ResultTask — Task to Compute Result for ResultStage

ResultTask is created with a broadcast variable with the RDD and the function to execute it on and the partition.

Table 1. ResultTask’s Internal Registries and Counters
Name Description


Collection of TaskLocations.

Corresponds directly to unique entries in locs with the only rule that when locs is not defined, it is empty, and no task location preferences are defined.

Initialized when ResultTask is created.

Used exclusively when ResultTask is requested for preferred locations.

Creating ResultTask Instance

ResultTask takes the following when created:

  • stageId — the stage the task is executed for

  • stageAttemptId — the stage attempt id

  • Broadcast variable with the serialized task (as Array[Byte]). The broadcast contains of a serialized pair of RDD and the function to execute.

  • Partition to compute

  • Collection of TaskLocations, i.e. preferred locations (executors) to execute the task on

  • outputId

  • local Properties

  • The stage’s serialized TaskMetrics (as Array[Byte])

  • (optional) Job id

  • (optional) Application id

  • (optional) Application attempt id

ResultTask initializes the internal registries and counters.

preferredLocations Method

preferredLocations: Seq[TaskLocation]
preferredLocations is part of Task contract.

preferredLocations simply returns preferredLocs internal property.

Deserialize RDD and Function (From Broadcast) and Execute Function (on RDD Partition) — runTask Method

runTask(context: TaskContext): U
U is the type of a result as defined when ResultTask is created.

runTask deserializes a RDD and a function from the broadcast and then executes the function (on the records from the RDD partition).
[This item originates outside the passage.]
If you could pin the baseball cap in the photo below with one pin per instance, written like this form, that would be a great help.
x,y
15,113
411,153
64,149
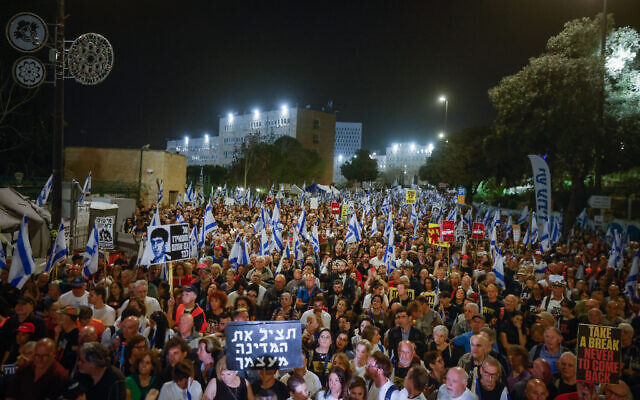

runTask is part of Task contract to run a task.

Internally, runTask starts by tracking the time required to deserialize a RDD and a function to execute.

taskBinary broadcast is defined when ResultTask is created.

runTask records _executorDeserializeTime and _executorDeserializeCpuTime properties.

In the end, runTask executes the function (passing in the input context and the records from partition of the RDD).

partition to use to access the records in a deserialized RDD is defined when ResultTask was created.